This documentation describes an old release, version 3.3.5. Documentation for the latest release, 3.6.2, can be found here.

JSON¶

Zuar Runner’s JSON plugin pipes data from any JSON file into a relational database.

Example use case¶

Let’s take a simple JSON file with nested data and convert the data into tables in a relational database.

Example JSON file¶

Here’s what the source JSON file (people_pets.json) looks like:

[
  {
    "id": 1,
    "name": "Justin",
    "pets": [
      {
        "id": 1,
        "name": "Bear",
        "pet": {
          "type": "dog",
          "breed": "Goldendoodle"
        }
      },
      {
        "id": 2,
        "name": "Birdie",
        "pet": {
          "type": "dog",
          "breed": "Goldendoodle"
        }
      }
    ]
  },
  {
    "id": 2,
    "name": "Matt",
    "pets": []
  },
  {
    "id": 3,
    "name": "Ben",
    "pets": [
      {
        "id": 3,
        "name": "Zuca",
        "pet": {
          "type": "dog",
          "breed": "Cavapoo"
        }
      }
    ]
  }
]

Expected Relational Database Results¶

Because the JSON file has nested data in the pets array ([ ]), we will need to create two tables in the database.

Table 1 will include top level key/value pairs: id, name. The resulting table should have 3 rows.
Table 2 will include data in the pets array (id, name, and pet object’s data). Table 2 will also include data from the parent object (id) so we can join the two database tables. The resulting table should have 3 rows.

Table 1 expected result:

id	name
1	Justin
2	Matt
3	Ben

Table 2 expected result:

id	name	pet__type	pet__breed	person_id
1	Bear	dog	Goldendoodle	1
2	Birdie	dog	Goldendoodle	1
3	Zuca	dog	Cavapoo	3

Create a Zuar Runner JSON Job¶

The JSON file(s) must exist in Zuar Runner’s file system. Use the file manager to manually add a JSON file to Zuar Runner.

The JSON input requires creating a job by hand, so create a job using the Generic plugin. Set the job’s type to io.

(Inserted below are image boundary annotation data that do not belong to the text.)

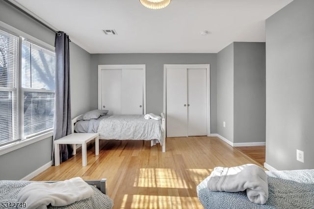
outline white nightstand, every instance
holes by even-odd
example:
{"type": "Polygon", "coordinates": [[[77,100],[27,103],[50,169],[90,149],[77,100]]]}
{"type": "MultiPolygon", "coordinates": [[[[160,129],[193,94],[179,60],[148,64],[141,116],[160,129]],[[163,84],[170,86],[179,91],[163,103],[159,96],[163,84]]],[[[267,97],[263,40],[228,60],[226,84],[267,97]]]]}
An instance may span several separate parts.
{"type": "Polygon", "coordinates": [[[82,145],[82,163],[87,164],[86,143],[95,139],[95,154],[99,155],[99,137],[97,133],[74,133],[54,141],[54,165],[60,165],[59,144],[73,144],[73,155],[76,154],[76,145],[82,145]]]}

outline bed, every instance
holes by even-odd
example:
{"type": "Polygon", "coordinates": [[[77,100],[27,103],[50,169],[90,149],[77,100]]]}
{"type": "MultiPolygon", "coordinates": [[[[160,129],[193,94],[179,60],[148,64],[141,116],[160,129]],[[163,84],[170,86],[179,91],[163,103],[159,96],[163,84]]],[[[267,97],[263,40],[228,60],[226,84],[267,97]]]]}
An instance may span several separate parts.
{"type": "Polygon", "coordinates": [[[252,203],[245,191],[213,192],[207,187],[209,177],[197,186],[205,209],[313,209],[314,169],[266,171],[269,196],[264,205],[252,203]]]}
{"type": "Polygon", "coordinates": [[[82,119],[84,115],[72,119],[72,132],[98,132],[100,139],[150,140],[152,146],[160,143],[162,152],[165,152],[165,120],[162,113],[158,120],[145,119],[144,115],[105,114],[87,120],[82,119]]]}
{"type": "MultiPolygon", "coordinates": [[[[76,202],[72,204],[63,207],[48,206],[49,209],[112,209],[113,201],[105,195],[106,179],[99,181],[85,181],[93,189],[92,196],[85,200],[76,202]]],[[[33,182],[28,181],[0,181],[0,208],[17,208],[18,195],[20,191],[26,185],[33,182]],[[6,205],[7,204],[7,205],[6,205]],[[9,205],[10,204],[11,205],[9,205]]],[[[54,183],[57,182],[45,182],[54,183]]],[[[23,203],[21,208],[25,208],[23,203]]]]}

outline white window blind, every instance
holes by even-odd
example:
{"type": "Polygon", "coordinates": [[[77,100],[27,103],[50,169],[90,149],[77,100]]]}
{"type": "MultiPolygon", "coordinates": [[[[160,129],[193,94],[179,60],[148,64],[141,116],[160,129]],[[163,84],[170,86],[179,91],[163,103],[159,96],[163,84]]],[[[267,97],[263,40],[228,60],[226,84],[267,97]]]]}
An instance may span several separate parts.
{"type": "Polygon", "coordinates": [[[22,54],[24,136],[27,138],[53,128],[55,55],[26,40],[22,54]]]}
{"type": "Polygon", "coordinates": [[[19,140],[18,39],[0,30],[0,145],[19,140]]]}

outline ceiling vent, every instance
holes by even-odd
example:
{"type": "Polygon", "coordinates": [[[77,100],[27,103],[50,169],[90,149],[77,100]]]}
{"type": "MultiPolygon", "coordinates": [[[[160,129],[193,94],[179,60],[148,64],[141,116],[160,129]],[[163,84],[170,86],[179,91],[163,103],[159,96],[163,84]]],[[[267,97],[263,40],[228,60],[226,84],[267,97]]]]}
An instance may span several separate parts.
{"type": "Polygon", "coordinates": [[[106,35],[118,35],[114,29],[105,29],[103,31],[106,35]]]}

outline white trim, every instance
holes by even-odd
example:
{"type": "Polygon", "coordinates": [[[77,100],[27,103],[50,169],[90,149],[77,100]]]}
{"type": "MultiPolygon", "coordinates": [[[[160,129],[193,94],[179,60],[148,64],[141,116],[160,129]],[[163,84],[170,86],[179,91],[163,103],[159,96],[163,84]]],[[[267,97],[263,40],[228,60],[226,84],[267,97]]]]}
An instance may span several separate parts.
{"type": "Polygon", "coordinates": [[[207,136],[209,136],[209,137],[217,136],[217,137],[219,137],[218,134],[217,133],[209,133],[207,135],[207,136]]]}
{"type": "MultiPolygon", "coordinates": [[[[220,139],[221,139],[222,140],[223,140],[225,142],[227,143],[229,145],[231,145],[231,146],[232,146],[233,147],[234,146],[234,143],[232,142],[231,141],[229,140],[229,139],[227,139],[226,138],[224,137],[223,136],[221,136],[220,135],[218,134],[218,133],[215,133],[214,134],[215,134],[215,136],[217,136],[217,137],[218,137],[219,138],[220,138],[220,139]]],[[[213,134],[213,135],[214,135],[214,134],[213,134]]]]}
{"type": "Polygon", "coordinates": [[[45,165],[41,166],[40,167],[37,168],[32,172],[30,173],[28,175],[25,176],[24,178],[21,179],[21,181],[29,181],[32,179],[33,178],[35,177],[41,172],[44,171],[45,170],[47,169],[50,166],[51,166],[52,161],[50,161],[49,162],[46,163],[45,165]]]}
{"type": "Polygon", "coordinates": [[[98,65],[98,109],[102,109],[102,70],[121,69],[142,69],[143,74],[143,110],[146,114],[146,65],[98,65]]]}
{"type": "MultiPolygon", "coordinates": [[[[206,101],[207,101],[207,135],[210,134],[210,65],[209,64],[167,64],[163,65],[163,112],[167,115],[166,108],[166,84],[167,84],[167,69],[191,69],[205,68],[206,69],[206,101]]],[[[167,124],[166,124],[166,127],[167,124]]],[[[165,134],[167,134],[166,132],[165,134]]]]}
{"type": "Polygon", "coordinates": [[[266,142],[234,143],[234,147],[253,147],[254,146],[265,146],[266,142]]]}
{"type": "Polygon", "coordinates": [[[219,138],[220,139],[227,142],[228,144],[232,146],[233,147],[252,147],[254,146],[265,146],[265,142],[247,142],[247,143],[234,143],[230,141],[229,139],[226,139],[223,136],[221,136],[218,133],[210,133],[208,136],[216,136],[219,138]]]}
{"type": "Polygon", "coordinates": [[[278,171],[277,169],[268,165],[266,162],[264,162],[264,168],[266,168],[269,171],[278,171]]]}
{"type": "Polygon", "coordinates": [[[39,141],[47,139],[48,137],[52,136],[53,131],[48,132],[37,136],[19,141],[12,144],[4,146],[0,148],[0,156],[6,154],[6,153],[12,152],[14,150],[22,148],[22,147],[29,145],[39,141]]]}
{"type": "Polygon", "coordinates": [[[20,30],[16,28],[15,27],[12,27],[12,26],[7,24],[6,23],[3,23],[2,21],[0,21],[0,29],[1,27],[3,28],[4,30],[8,30],[8,32],[13,33],[13,35],[16,35],[18,37],[23,37],[23,38],[26,39],[27,40],[29,40],[30,42],[37,44],[39,46],[43,47],[44,48],[47,48],[50,50],[54,52],[54,46],[47,44],[47,43],[41,40],[39,40],[38,38],[36,38],[34,37],[31,36],[30,35],[28,35],[28,34],[22,31],[22,30],[20,30]]]}

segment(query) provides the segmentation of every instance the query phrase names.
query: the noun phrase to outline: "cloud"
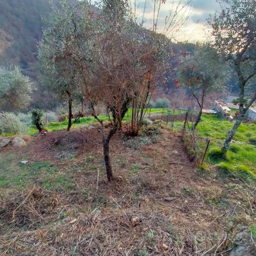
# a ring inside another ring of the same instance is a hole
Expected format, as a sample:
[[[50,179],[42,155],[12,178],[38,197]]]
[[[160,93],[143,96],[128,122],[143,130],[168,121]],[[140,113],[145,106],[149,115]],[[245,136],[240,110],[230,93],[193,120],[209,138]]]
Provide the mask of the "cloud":
[[[206,19],[209,18],[209,13],[207,12],[201,13],[195,13],[190,16],[190,19],[193,23],[206,23]]]
[[[219,4],[216,0],[193,0],[192,4],[197,10],[210,13],[214,12],[219,9]]]

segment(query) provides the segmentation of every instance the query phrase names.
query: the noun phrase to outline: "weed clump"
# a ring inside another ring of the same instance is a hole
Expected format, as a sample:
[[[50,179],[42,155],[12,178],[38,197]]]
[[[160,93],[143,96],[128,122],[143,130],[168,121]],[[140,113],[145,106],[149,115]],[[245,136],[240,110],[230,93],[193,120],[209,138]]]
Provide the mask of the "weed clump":
[[[256,136],[249,138],[249,142],[253,145],[256,146]]]
[[[211,162],[219,162],[224,159],[225,153],[221,148],[214,148],[209,151],[208,157]]]
[[[147,136],[160,135],[162,134],[161,129],[155,125],[149,125],[143,126],[141,129],[142,135]]]

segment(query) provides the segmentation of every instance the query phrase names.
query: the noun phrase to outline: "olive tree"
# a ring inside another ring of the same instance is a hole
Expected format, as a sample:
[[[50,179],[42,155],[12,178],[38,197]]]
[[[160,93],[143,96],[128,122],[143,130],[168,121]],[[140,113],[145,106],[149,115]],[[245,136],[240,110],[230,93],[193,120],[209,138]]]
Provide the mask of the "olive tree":
[[[44,37],[38,47],[42,83],[46,84],[60,100],[68,102],[67,131],[72,125],[73,102],[82,97],[75,81],[73,59],[67,46],[76,33],[72,23],[73,8],[73,5],[66,6],[64,4],[61,11],[53,10],[50,19],[46,21],[49,26],[44,30]]]
[[[0,107],[22,109],[30,103],[32,84],[18,67],[13,70],[0,69]]]
[[[198,45],[193,55],[185,57],[179,66],[178,77],[188,86],[199,106],[199,112],[193,129],[201,120],[206,97],[223,89],[228,69],[217,52],[208,44]]]
[[[139,65],[133,50],[139,41],[126,17],[125,4],[107,3],[103,2],[100,13],[94,13],[85,1],[64,4],[55,10],[39,52],[51,68],[63,67],[61,79],[67,84],[72,82],[89,104],[100,125],[107,176],[112,181],[109,142],[127,109],[137,77],[133,75]],[[111,115],[112,125],[108,130],[97,115],[96,103],[104,104]]]
[[[256,100],[256,1],[220,0],[222,9],[208,20],[214,47],[237,75],[239,84],[239,115],[224,143],[226,152],[246,112]],[[251,97],[245,106],[245,91]]]

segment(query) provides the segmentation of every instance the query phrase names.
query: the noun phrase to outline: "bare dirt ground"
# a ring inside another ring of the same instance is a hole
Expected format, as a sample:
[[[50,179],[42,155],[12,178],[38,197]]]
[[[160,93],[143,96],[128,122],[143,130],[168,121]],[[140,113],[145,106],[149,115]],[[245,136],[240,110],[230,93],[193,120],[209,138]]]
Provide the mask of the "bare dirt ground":
[[[198,170],[179,135],[162,131],[156,142],[137,149],[136,138],[115,136],[112,183],[94,129],[49,133],[20,150],[3,149],[4,161],[11,153],[13,162],[22,156],[28,167],[43,161],[56,168],[47,183],[45,168],[25,188],[1,188],[0,252],[228,255],[237,230],[255,225],[255,184]],[[57,183],[60,177],[66,179]]]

Example Zuar Runner Job Configurations¶

Table 1 Zuar Runner job configuration:

{
    "input": {
        "use": "flatfile.iov2#JsonInput",
        "source": "/var/mitto/data/people_pets.json"
    },
    "output": {
        "tablename": "people",
        "use": "call:mitto.iov2.db#todb",
        "schema": "json",
        "dbo": "postgresql://db/analytics"
    },
    "steps": [
        {
            "use": "mitto.iov2.steps#Input",
            "transforms": [
                {
                    "use": "mitto.iov2.transform#ExtraColumnsTransform"
                },
                {
                    "use": "mitto.iov2.transform#ColumnsTransform"
                }
            ]
        },
        {
            "use": "mitto.iov2.steps#CreateTable"
        },
        {
            "use": "mitto.iov2.steps#Output",
            "transforms": [
                {
                    "use": "mitto.iov2.transform#FlattenTransform"
                }
            ]
        },
        {
            "use": "mitto.iov2.steps#CollectMeta"
        }
    ]
}

This example job take the source JSON file (people_pets.json) and creates a database table (json.people) in Zuar Runner’s internal PostgreSQL database (localhost). It creates columns from all the “top level” keys excluding the arrays ([ ]).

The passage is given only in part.